Phylogénétiquement et biochimiquement, Alcaligenes et Achromobacter sont étroitement liés au genre Bordetella. Les espèces d’Achromobacter se développent bien sur les milieux microbiologiques standard, notamment la gélose MacConkey. Elles produisent des colonies plates, étalées et rugueuses et possèdent des flagelles péritriches, caractéristiques qui permettent de les distinguer des pseudomonades. La majorité des souches se développent également sur la gélose sélective Burkholderia cepacia. Ces organismes sont positifs à l’oxydase et à la catalase et oxydent le glucose pour produire de l’acide, mais sont négatifs à l’uréase et à l’indole. A. xylosoxidans, comme le nom de l’espèce l’indique, oxyde facilement le xylose, ce qui le distingue des autres espèces du genre. La distinction des organismes et la confirmation de l’identification sont rendues difficiles par leur manque de réactivité dans de nombreux tests biochimiques ou d’assimilation. La spectrométrie de masse MALDI-TOF permet une identification précise de ce groupe d’organismes et jouera un rôle croissant au fur et à mesure que cette technologie sera utilisée.

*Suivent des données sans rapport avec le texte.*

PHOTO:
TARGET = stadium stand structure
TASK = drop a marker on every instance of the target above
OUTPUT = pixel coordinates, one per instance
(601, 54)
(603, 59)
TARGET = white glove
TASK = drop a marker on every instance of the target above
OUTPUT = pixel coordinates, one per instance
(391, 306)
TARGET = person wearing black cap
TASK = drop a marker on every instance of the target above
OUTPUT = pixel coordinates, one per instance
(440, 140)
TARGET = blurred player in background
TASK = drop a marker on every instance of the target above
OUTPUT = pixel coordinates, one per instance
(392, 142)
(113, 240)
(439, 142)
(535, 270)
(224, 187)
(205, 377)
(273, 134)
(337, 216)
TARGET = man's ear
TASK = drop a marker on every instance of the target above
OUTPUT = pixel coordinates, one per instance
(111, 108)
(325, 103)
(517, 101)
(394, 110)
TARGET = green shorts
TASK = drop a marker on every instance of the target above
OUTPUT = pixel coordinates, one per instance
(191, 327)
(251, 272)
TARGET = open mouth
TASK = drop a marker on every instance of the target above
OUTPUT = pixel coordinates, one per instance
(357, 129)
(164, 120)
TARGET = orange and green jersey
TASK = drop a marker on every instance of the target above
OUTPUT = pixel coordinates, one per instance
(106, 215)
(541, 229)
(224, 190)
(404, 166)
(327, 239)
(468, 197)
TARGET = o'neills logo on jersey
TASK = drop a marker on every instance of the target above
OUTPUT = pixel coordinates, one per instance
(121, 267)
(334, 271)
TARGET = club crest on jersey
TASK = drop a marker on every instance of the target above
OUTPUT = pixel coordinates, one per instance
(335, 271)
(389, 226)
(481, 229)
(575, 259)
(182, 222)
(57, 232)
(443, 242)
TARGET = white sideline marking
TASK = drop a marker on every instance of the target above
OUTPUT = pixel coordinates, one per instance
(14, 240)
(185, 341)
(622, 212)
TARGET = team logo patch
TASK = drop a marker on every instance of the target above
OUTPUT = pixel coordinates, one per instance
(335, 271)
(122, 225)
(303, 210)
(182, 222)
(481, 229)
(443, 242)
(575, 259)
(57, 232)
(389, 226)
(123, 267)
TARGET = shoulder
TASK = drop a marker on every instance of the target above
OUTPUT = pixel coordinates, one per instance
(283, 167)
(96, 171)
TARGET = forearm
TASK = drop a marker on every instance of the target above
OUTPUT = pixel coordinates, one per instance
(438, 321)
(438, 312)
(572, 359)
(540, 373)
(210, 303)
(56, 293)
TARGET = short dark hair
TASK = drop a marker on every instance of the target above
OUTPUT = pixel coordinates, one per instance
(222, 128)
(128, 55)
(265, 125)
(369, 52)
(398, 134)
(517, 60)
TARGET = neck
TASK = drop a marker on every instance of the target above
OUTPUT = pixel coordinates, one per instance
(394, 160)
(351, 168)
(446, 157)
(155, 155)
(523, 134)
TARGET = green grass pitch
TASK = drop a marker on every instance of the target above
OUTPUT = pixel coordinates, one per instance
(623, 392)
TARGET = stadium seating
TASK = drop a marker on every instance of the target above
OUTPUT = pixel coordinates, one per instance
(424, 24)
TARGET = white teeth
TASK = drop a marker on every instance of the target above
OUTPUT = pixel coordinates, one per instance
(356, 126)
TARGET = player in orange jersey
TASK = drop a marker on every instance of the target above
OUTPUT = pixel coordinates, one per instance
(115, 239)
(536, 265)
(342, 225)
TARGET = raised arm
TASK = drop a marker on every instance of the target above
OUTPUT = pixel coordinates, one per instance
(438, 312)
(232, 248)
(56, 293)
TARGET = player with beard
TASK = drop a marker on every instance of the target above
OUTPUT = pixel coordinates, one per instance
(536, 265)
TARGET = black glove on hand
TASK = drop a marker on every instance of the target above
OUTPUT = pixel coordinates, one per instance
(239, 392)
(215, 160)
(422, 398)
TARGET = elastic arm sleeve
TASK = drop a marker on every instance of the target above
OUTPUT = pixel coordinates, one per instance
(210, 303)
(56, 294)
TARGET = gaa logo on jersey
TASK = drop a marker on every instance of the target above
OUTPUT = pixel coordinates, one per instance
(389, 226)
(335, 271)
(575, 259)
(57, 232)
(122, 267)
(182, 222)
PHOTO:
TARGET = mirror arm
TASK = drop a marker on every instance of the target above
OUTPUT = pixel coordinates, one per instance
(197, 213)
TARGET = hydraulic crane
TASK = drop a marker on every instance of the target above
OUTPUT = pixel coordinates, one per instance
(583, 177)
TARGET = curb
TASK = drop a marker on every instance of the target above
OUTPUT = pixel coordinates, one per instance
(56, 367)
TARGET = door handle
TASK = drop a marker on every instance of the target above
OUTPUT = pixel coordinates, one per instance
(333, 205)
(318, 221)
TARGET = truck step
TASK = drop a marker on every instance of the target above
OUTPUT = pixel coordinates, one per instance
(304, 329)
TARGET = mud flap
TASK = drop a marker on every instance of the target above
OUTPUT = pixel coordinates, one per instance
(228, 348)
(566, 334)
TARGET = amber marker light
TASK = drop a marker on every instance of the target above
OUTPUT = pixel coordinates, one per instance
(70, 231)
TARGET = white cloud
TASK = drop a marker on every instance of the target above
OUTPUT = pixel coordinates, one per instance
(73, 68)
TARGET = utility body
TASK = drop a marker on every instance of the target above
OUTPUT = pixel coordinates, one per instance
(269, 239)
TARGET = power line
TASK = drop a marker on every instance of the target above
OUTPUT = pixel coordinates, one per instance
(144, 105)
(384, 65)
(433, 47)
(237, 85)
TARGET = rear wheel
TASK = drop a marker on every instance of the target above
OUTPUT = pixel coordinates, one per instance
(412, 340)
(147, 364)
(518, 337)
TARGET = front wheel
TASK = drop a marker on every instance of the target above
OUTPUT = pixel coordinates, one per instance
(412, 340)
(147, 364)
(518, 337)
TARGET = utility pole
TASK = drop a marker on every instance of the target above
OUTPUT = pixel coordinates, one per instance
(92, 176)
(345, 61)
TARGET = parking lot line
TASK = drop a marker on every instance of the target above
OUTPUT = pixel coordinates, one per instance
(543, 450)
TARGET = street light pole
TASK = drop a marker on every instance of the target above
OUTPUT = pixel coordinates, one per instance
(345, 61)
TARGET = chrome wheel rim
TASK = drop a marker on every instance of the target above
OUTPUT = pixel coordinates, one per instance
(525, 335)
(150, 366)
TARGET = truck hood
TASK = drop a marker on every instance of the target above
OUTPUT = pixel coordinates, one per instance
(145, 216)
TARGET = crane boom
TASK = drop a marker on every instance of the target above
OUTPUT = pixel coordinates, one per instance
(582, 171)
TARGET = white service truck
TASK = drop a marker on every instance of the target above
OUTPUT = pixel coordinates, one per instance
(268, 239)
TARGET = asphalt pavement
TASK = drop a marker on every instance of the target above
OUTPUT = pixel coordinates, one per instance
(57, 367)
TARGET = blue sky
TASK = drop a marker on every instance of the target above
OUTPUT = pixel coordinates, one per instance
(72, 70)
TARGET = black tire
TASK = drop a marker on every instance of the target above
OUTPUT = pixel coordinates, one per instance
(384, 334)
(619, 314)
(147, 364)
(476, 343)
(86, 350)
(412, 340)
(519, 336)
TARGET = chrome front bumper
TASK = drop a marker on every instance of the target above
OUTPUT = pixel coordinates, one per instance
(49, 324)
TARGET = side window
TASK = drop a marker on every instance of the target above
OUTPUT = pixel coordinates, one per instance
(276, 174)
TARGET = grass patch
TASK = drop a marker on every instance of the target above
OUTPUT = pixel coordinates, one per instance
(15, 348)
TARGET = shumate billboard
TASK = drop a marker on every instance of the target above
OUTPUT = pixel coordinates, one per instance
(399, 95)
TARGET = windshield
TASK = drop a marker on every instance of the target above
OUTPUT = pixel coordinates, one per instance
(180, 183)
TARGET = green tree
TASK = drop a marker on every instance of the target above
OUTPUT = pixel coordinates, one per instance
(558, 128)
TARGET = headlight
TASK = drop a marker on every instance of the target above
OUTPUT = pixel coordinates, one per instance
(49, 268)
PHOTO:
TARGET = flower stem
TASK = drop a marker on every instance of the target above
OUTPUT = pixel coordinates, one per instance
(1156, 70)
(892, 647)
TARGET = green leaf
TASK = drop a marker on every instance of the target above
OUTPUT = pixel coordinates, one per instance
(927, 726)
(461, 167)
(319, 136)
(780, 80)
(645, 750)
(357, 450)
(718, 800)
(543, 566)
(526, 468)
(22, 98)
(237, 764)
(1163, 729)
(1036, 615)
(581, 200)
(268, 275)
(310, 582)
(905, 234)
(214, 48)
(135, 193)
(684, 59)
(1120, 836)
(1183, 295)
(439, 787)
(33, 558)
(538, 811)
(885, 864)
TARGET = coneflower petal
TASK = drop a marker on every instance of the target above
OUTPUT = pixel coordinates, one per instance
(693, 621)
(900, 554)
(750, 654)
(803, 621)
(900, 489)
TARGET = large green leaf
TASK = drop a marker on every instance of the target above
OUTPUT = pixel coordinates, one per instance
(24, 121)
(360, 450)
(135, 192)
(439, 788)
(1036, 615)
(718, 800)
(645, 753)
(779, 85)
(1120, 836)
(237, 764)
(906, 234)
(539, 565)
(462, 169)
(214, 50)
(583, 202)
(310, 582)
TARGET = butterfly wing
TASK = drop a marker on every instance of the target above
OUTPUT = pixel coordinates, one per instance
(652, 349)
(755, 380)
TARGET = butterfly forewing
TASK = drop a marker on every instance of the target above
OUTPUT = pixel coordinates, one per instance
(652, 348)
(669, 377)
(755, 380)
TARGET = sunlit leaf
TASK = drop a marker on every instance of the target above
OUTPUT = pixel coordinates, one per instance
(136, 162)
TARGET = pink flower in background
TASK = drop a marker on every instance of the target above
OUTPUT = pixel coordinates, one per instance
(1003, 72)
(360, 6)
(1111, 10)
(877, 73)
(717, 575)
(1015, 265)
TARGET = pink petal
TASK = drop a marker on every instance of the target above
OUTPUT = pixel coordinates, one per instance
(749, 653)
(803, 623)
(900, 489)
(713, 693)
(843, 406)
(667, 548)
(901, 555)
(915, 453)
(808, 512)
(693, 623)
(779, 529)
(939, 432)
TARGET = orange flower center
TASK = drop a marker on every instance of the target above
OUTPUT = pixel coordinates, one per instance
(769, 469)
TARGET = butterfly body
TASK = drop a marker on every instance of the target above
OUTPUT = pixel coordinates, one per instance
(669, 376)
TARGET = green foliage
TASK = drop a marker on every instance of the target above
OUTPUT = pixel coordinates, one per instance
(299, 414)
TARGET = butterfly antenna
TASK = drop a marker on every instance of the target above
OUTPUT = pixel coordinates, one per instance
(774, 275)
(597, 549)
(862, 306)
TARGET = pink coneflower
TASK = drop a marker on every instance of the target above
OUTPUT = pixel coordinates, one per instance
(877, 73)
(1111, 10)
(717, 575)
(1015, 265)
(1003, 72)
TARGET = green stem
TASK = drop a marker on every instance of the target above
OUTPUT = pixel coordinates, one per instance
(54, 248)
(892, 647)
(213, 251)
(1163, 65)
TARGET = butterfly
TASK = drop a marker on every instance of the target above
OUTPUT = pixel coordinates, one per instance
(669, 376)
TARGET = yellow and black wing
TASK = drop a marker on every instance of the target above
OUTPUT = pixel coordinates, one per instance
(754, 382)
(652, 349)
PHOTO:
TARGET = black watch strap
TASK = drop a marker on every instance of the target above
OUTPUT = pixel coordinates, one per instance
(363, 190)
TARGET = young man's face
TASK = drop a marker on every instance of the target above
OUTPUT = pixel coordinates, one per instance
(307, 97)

Un isolat d’A. xylosoxidans peut facilement être confondu avec une souche de Pseudomonas non-P. aeruginosa ou avec une souche du complexe B. cepacia, mais le schéma de sensibilité inhabituel suggère la bonne identité. A. faecalis produit une odeur sucrée distinctive qui ressemble à celle des pommes vertes. La pipéracilline-tazobactam et les carbapénèmes sont actifs in vitro et constitueraient un traitement initial approprié pour les infections graves à A. xylosoxidans, tandis que le triméthoprime-sulfaméthoxazole peut être utilisé pour les infections des voies urinaires et autres infections ne nécessitant pas de traitement parentéral. La ceftazidime est également active, bien que les souches soient généralement résistantes aux autres céphalosporines, aux pénicillines à spectre étroit, à l’aztréonam et aux aminoglycosides. La sensibilité aux fluoroquinolones est variable. De fortes concentrations de colistine inhibent la plupart des souches. Des taux élevés de résistance à la ciprofloxacine et aux aminoglycosides ont été observés chez des souches isolées de patients atteints de mucoviscidose. Les mécanismes de résistance comprennent une oxacillinase constitutive et des β-lactamases acquises, ainsi que des pompes d’efflux multidrogues.109 La présence de gènes de métallo-β-lactamase de type IMP, VIM ou TMB portés par des intégrons de classe 1 transférables peut produire une résistance aux carbapénèmes et recèle un potentiel de transfert horizontal110,111.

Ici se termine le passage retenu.